When I was a little girl we danced in the kitchen,
Polkas on the linoleum, skipping past the sink
My Sunday dress hopping with my curls.
We went to square dances and I learned the
Internal swirl and bop of an allemande left
And bought my first pair of fragrant jazz shoes,
Leather curled like a crepe about each foot.
My second dance teacher, a warm sapling woman
All dark arching brows and shining seal's hair
She told me once to use proper posture in the car
"Sit like a puppeteer is dancing you from the roof."
I attended prom and shambled through the odd, close
Shuffle of a slow dance with my buzz-cut boyfriend.
And then I toured colleges and chose the Baptist one
Where I was smuggled into a hopping, underground
Swing Dance Club, all covert big band heat and zow.
I was at a wedding a year later, doing the macarena
When I overheard an old man say behind his hand,
"Those Baptist girls sure can cut a rug, eh?"

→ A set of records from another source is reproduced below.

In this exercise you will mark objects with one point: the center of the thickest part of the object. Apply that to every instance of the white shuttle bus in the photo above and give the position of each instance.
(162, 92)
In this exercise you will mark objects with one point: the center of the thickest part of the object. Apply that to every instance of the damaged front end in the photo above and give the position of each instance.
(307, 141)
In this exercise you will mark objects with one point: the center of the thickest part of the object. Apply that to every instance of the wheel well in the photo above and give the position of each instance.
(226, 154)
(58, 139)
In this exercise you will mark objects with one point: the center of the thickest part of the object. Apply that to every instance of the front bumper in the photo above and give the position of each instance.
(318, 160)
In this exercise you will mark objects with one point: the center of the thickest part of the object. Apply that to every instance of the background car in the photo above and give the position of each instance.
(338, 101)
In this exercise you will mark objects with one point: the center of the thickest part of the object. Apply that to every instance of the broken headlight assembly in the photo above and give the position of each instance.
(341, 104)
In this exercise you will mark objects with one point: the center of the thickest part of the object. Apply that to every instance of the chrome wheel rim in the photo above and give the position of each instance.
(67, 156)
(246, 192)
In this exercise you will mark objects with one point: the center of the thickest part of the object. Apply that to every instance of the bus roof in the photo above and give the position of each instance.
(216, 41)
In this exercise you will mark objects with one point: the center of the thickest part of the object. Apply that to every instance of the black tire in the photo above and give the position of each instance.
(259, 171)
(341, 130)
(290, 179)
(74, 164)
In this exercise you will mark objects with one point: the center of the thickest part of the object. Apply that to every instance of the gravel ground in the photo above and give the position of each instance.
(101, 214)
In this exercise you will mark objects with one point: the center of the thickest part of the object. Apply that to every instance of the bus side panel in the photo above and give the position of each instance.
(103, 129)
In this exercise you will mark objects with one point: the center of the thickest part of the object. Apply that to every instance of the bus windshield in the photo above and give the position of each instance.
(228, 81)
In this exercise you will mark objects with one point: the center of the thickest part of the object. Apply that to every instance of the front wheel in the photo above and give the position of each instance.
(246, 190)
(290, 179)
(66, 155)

I married a man who was my ballroom partner
In the community dance class we took together
We trod on each other's toes and wrestled for the lead
Dancing our first, silent round of couples therapy
Now we have three little boys, all avid pint-sized swingers
And we hop and slide around the kitchen together
And I feel, as we do the twist in front of the sink
That I'll arch like Martha Graham into my golden years
With my foot pointed ahead of me, still following
That steady stream of music in my body.

A man and a woman performing a modern dance.
Image via Wikipedia
 So, that's my life's story in dance, or at least some of highlights. Good thoughts. I am sometimes asked if I'm a dancer and told I move like one. I doubt I really give off fluid ballerina vibes but something about me tells people that I like beauty of movement and that is a pretty good deal. I don't think of myself as a "dancer" per say. I was never any kind of star in the dancing circles I was in, I was afraid of being lifts since I was a big of a heavy girl for most of my adolescence, I was a little shy and a kind of wallflower socially and I didn't have perfect graceful instincts like some of my close friends. I've never danced a solo of any kind. I do have to say though that writing this poem really made me think about how much dance has been a part of my story and history. We don't have to be stars in order to sparkle. To say that the only ones who are dancers are the leads is cheating all the rest of us who just love to move. I'm a dancer.

If you want to take in other people's entries for the week, feel free to hop on over to Teaching Authors, today's host blog for Poetry Friday and take a look at what else is being represented. And have a great weekend! I'll be right here, with my toe pointed, on Monday.